Design and construction
- Architect: Mathurin Cherpitel

= Hôtel du Châtelet =

The hôtel du Châtelet (/fr/) is an hôtel particulier, a kind of large townhouse in France, at 127, Rue de Grenelle, in the 7th arrondissement, Paris, opposite the Hôtel de Besenval. The building is now the seat of the Ministry of Labour and the minister's official residence.

==History==
Hôtel du Châtelet was commissioned from Mathurin Cherpitel in 1770 by the Duke of Châtelet, and completed in 1776. After the duke was guillotined in 1793, the house was inscribed on the list of civil buildings, and it served from 1796 to 1807 as the headquarters of the École nationale des ponts et chaussées.

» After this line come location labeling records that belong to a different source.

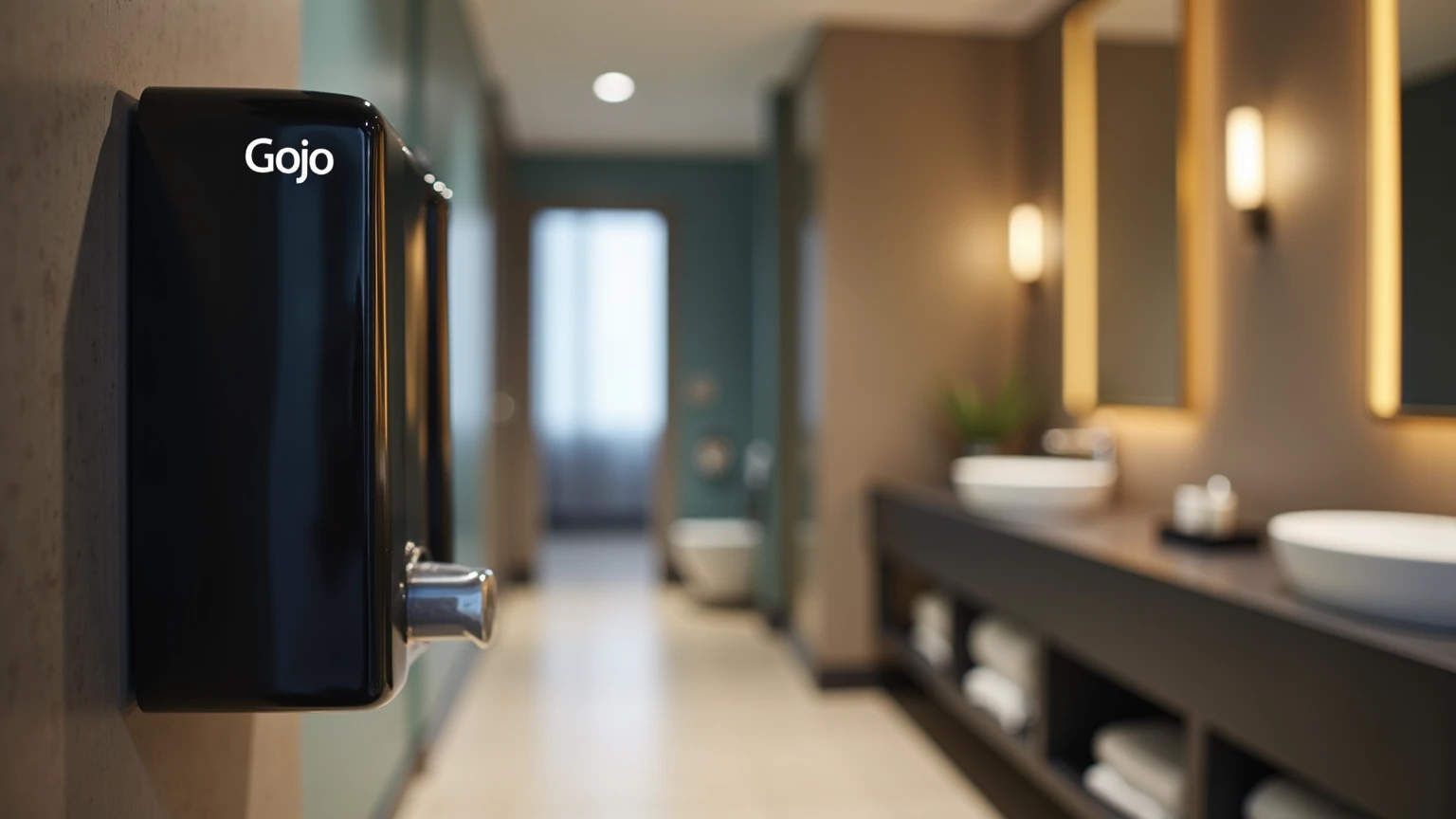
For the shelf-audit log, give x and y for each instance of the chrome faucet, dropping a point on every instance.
(1083, 442)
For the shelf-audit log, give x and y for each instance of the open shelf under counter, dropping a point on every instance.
(1021, 751)
(1360, 708)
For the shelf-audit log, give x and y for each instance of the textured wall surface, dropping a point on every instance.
(68, 746)
(1280, 347)
(919, 167)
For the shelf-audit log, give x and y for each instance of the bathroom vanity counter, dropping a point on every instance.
(1242, 576)
(1361, 708)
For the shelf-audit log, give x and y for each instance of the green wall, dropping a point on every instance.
(709, 205)
(436, 97)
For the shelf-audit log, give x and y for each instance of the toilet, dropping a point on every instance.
(715, 557)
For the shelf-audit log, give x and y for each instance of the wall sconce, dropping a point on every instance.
(1024, 242)
(1244, 148)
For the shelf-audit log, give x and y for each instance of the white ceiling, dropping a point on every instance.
(1140, 21)
(701, 65)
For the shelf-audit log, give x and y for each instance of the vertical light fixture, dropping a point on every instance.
(1383, 290)
(1246, 178)
(1024, 242)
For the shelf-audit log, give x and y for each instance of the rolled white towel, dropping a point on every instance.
(1005, 646)
(1110, 787)
(932, 646)
(1001, 697)
(934, 612)
(1277, 797)
(1149, 754)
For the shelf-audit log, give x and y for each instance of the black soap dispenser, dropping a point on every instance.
(287, 418)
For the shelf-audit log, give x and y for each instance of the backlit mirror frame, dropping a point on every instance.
(1383, 293)
(1079, 287)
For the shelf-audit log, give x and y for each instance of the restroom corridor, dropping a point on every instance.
(610, 696)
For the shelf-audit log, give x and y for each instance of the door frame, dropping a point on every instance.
(519, 507)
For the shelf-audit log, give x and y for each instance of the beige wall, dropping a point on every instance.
(1280, 352)
(67, 745)
(919, 167)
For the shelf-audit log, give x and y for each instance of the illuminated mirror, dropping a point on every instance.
(1412, 208)
(1124, 286)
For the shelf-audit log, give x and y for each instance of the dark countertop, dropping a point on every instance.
(1247, 576)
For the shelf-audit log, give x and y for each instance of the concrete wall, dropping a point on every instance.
(1280, 347)
(919, 165)
(68, 740)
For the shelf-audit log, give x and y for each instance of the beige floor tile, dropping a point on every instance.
(608, 697)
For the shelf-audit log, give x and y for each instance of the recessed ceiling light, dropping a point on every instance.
(613, 86)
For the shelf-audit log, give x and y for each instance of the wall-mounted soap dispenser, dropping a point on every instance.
(287, 474)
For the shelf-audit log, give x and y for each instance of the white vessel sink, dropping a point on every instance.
(1379, 563)
(1029, 488)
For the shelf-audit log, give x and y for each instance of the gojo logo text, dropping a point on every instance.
(288, 160)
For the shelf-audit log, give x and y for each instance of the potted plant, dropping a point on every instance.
(985, 426)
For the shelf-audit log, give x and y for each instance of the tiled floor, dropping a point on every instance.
(608, 697)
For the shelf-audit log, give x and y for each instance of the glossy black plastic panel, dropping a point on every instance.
(279, 325)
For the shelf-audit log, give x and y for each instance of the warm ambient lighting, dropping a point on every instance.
(1383, 246)
(1024, 242)
(1244, 141)
(613, 86)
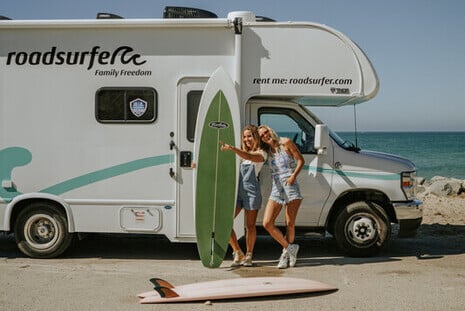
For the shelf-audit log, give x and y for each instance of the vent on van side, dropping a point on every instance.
(183, 12)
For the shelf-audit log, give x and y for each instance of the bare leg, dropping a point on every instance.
(251, 234)
(291, 215)
(233, 238)
(271, 213)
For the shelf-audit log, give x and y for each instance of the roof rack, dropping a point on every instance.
(102, 15)
(184, 12)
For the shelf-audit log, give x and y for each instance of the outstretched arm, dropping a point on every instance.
(252, 156)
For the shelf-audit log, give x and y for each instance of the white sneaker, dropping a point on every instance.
(238, 259)
(248, 260)
(283, 260)
(292, 249)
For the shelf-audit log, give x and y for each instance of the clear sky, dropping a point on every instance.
(416, 46)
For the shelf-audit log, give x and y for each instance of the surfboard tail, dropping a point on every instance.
(157, 282)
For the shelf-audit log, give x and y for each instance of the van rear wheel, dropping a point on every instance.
(362, 229)
(41, 231)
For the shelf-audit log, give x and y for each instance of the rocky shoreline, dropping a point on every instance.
(441, 186)
(443, 204)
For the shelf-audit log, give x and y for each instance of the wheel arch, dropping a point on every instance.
(20, 202)
(352, 196)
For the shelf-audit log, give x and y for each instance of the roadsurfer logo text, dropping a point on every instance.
(218, 125)
(123, 54)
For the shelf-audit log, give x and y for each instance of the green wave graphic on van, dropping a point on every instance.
(378, 176)
(16, 156)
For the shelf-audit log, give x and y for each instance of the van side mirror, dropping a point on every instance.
(321, 138)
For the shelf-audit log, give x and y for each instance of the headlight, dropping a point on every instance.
(409, 184)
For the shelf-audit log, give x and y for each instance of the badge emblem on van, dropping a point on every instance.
(138, 107)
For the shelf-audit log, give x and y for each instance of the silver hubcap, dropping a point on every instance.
(362, 229)
(41, 231)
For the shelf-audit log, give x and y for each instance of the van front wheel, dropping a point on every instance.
(41, 231)
(362, 229)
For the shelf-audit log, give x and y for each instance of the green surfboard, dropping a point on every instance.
(216, 176)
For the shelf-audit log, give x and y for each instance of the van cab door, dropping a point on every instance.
(293, 121)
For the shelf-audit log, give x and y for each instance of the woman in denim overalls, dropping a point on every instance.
(286, 162)
(249, 196)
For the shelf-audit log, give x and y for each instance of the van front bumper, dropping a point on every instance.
(409, 216)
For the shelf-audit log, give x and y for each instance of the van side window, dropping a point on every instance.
(289, 123)
(193, 102)
(126, 105)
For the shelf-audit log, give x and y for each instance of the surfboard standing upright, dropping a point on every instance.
(216, 173)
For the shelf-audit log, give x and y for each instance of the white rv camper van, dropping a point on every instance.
(97, 122)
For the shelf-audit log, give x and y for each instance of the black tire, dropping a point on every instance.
(362, 229)
(41, 231)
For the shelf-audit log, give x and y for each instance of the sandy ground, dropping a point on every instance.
(105, 273)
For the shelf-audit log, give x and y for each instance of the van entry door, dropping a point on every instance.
(189, 94)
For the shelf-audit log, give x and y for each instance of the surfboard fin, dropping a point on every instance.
(165, 292)
(157, 282)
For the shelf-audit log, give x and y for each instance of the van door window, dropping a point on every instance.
(289, 123)
(193, 102)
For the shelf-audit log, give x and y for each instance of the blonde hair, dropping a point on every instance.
(256, 145)
(273, 135)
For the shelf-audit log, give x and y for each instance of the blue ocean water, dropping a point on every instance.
(434, 153)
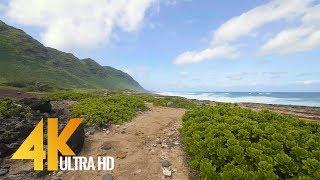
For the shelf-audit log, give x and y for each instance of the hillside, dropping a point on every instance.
(25, 62)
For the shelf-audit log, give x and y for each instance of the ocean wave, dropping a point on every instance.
(264, 98)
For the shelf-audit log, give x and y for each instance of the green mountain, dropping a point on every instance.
(25, 62)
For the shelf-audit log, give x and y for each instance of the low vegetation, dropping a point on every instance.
(8, 108)
(229, 142)
(70, 95)
(102, 110)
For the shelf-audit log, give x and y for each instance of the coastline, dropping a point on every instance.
(305, 112)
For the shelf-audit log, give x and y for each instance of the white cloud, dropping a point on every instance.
(308, 82)
(184, 74)
(302, 38)
(190, 57)
(2, 7)
(244, 25)
(79, 23)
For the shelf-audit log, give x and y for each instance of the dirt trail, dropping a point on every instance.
(137, 152)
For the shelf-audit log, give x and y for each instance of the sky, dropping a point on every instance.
(185, 45)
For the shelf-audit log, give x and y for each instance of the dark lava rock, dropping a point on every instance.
(3, 172)
(107, 177)
(4, 150)
(37, 104)
(106, 146)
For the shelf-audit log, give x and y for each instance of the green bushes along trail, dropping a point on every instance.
(102, 110)
(229, 142)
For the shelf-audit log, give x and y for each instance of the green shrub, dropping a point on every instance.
(229, 142)
(8, 108)
(68, 95)
(102, 110)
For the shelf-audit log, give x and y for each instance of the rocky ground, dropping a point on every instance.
(15, 128)
(148, 147)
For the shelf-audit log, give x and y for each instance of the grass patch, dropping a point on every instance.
(8, 108)
(229, 142)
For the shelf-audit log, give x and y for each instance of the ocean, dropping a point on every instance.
(284, 98)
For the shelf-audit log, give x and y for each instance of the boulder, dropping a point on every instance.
(166, 163)
(37, 104)
(107, 177)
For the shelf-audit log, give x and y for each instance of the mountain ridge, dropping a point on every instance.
(25, 62)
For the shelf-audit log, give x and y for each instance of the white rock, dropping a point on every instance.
(167, 171)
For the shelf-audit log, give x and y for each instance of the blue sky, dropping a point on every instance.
(185, 45)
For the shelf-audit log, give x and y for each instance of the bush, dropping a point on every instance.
(229, 142)
(68, 95)
(8, 108)
(102, 110)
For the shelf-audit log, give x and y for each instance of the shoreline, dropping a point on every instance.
(306, 112)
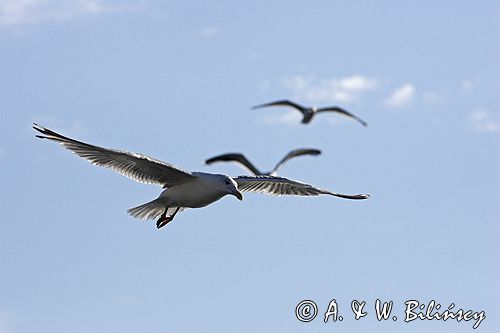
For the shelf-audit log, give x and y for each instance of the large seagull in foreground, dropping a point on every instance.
(308, 112)
(183, 189)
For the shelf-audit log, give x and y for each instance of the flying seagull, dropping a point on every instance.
(183, 189)
(308, 112)
(246, 164)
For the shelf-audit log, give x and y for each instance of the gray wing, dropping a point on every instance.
(138, 167)
(235, 157)
(295, 153)
(343, 112)
(283, 186)
(284, 102)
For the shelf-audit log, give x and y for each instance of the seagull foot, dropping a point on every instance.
(162, 221)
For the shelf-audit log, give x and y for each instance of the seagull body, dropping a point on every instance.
(249, 166)
(308, 112)
(183, 189)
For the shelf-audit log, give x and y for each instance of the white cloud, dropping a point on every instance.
(329, 90)
(209, 32)
(433, 98)
(15, 13)
(469, 84)
(481, 121)
(402, 96)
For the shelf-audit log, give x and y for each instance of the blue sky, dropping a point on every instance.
(176, 80)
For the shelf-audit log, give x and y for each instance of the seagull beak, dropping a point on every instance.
(238, 195)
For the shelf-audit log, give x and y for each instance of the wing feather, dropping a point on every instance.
(282, 186)
(138, 167)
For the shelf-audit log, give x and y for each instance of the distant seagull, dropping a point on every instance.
(246, 164)
(308, 112)
(183, 189)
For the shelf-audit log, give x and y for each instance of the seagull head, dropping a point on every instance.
(231, 187)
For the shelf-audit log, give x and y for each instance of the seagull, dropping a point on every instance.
(182, 189)
(246, 164)
(308, 112)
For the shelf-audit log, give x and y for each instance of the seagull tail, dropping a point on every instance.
(151, 210)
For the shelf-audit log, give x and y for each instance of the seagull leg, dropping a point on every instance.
(163, 220)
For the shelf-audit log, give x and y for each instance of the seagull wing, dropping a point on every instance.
(282, 103)
(138, 167)
(344, 112)
(235, 157)
(295, 153)
(283, 186)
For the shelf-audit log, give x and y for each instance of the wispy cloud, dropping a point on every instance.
(482, 121)
(16, 13)
(208, 32)
(430, 97)
(402, 96)
(469, 84)
(329, 90)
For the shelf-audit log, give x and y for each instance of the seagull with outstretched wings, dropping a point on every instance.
(182, 189)
(249, 166)
(308, 112)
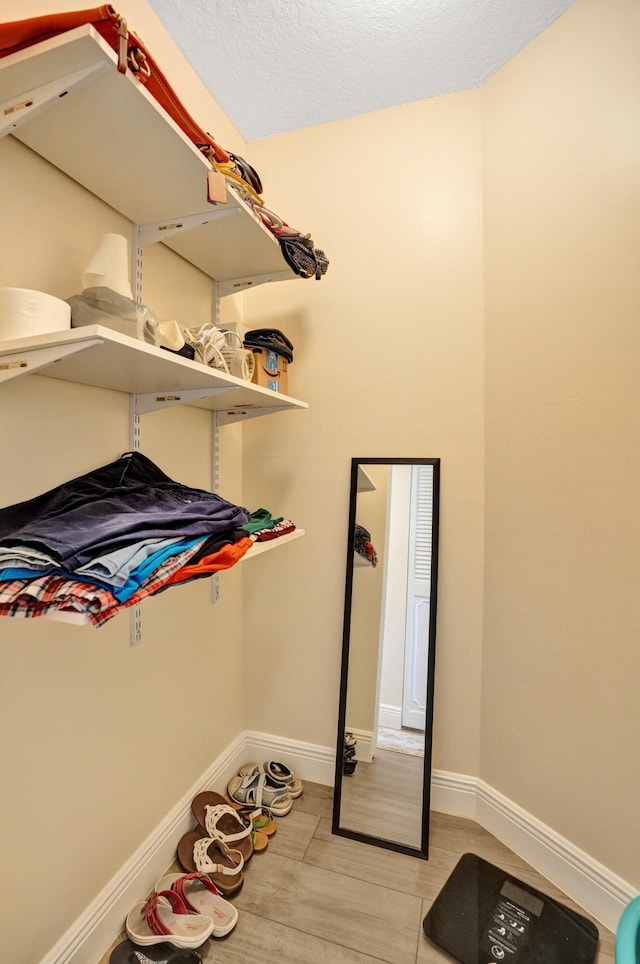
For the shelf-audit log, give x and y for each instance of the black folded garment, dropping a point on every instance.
(270, 338)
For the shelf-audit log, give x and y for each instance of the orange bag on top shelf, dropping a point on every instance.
(132, 53)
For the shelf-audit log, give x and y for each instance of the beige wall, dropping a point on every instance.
(389, 352)
(101, 739)
(561, 660)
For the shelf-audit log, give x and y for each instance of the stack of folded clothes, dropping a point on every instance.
(110, 538)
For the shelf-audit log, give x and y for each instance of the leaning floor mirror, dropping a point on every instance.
(385, 720)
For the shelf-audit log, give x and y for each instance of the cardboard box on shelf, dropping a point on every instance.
(271, 371)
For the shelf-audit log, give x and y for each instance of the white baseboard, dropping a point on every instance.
(590, 884)
(587, 882)
(453, 793)
(96, 929)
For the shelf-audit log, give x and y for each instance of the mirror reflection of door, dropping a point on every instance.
(382, 778)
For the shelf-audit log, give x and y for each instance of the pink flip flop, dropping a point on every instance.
(162, 917)
(201, 896)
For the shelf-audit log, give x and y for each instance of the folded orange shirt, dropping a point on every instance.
(224, 558)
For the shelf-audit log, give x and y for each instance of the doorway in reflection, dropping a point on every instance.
(384, 740)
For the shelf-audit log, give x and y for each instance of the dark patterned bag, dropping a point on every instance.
(303, 258)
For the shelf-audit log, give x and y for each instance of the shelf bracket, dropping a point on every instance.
(252, 281)
(30, 361)
(160, 230)
(153, 401)
(23, 108)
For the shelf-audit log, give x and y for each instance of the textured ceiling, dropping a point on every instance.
(279, 65)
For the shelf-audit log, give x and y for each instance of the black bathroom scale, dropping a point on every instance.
(483, 915)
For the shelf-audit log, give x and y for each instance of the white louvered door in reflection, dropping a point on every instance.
(414, 705)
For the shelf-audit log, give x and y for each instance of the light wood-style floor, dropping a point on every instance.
(391, 777)
(315, 897)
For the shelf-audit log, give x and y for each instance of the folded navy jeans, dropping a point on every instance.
(128, 500)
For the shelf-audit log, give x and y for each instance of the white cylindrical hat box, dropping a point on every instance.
(25, 312)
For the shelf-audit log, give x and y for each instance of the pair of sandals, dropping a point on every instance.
(271, 787)
(184, 909)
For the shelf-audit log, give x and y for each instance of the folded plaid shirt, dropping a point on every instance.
(30, 598)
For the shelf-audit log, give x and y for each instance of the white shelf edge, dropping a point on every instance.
(237, 255)
(257, 549)
(122, 363)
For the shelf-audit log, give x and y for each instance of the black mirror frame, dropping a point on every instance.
(423, 851)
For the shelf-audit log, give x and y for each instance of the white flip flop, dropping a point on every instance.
(201, 896)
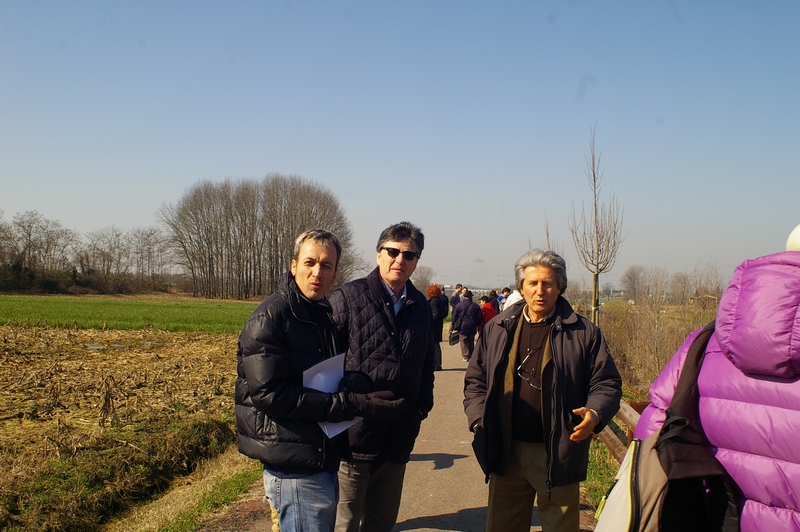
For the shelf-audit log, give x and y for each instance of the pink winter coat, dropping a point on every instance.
(749, 388)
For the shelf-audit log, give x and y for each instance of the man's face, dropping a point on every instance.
(314, 269)
(396, 271)
(540, 290)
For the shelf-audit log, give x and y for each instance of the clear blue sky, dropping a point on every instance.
(469, 119)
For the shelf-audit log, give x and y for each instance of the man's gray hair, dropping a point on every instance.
(320, 237)
(538, 257)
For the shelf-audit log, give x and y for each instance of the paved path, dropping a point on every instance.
(444, 488)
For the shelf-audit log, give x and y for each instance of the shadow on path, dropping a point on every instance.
(467, 520)
(440, 460)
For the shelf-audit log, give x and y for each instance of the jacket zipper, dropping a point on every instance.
(553, 420)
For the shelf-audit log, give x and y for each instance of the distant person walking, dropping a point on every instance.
(439, 313)
(455, 297)
(487, 310)
(468, 315)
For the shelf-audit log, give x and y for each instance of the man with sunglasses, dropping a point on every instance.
(385, 324)
(540, 383)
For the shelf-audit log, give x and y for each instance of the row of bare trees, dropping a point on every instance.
(36, 252)
(229, 240)
(235, 239)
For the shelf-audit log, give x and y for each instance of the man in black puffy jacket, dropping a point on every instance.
(385, 325)
(277, 418)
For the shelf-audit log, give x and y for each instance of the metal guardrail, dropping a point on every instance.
(629, 413)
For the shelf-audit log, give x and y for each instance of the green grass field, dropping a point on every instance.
(164, 313)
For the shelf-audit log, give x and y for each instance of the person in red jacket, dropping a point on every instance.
(488, 311)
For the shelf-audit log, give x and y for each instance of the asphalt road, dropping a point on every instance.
(444, 488)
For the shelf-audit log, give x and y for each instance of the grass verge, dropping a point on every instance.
(602, 468)
(165, 313)
(225, 492)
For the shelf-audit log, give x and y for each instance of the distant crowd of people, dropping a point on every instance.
(540, 381)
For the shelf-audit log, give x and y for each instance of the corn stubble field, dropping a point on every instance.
(93, 421)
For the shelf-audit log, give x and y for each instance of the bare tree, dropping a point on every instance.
(422, 277)
(598, 234)
(41, 244)
(235, 239)
(6, 241)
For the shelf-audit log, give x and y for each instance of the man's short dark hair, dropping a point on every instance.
(400, 233)
(320, 237)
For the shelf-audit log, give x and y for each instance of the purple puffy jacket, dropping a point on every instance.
(749, 388)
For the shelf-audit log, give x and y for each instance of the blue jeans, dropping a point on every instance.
(305, 504)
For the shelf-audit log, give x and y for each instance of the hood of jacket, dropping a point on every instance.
(758, 314)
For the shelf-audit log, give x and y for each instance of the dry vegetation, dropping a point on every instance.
(92, 421)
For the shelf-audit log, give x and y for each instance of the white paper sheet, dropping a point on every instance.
(325, 377)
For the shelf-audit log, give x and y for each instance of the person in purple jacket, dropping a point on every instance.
(749, 388)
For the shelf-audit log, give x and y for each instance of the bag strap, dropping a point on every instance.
(682, 414)
(684, 401)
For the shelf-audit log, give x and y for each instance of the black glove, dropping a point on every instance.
(375, 405)
(356, 382)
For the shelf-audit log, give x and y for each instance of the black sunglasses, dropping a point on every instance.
(394, 252)
(527, 375)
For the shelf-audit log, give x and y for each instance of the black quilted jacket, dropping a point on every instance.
(276, 417)
(397, 352)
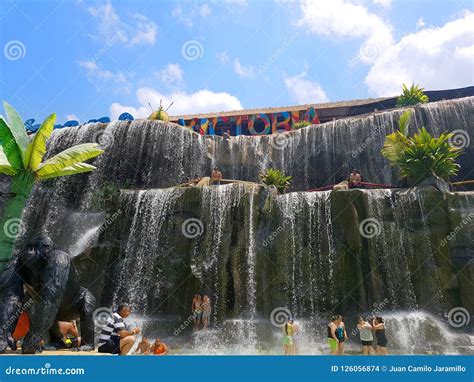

From 1807 to 1830, it was attached to the Imperial, and later Royal, Household. Between 1830 and 1849, it served as the Turkish embassy, and then the Austrian embassy. In 1849, Napoleon III's government paid for renovations and gave the building to the Archbishop of Paris whose palace had burned down in 1831. From 1849 to 1905, the building's main body served as the archiepiscopal residence.

Upon the 1905 French law on the Separation of the Churches and the State, the state took the building back, granting it in 1907 to what was then called the Ministry of Labour and Social Welfare. Following restoration in 1908, it became the headquarters of the ministry. In 1968, it was the site of the signature of the Grenelle agreements.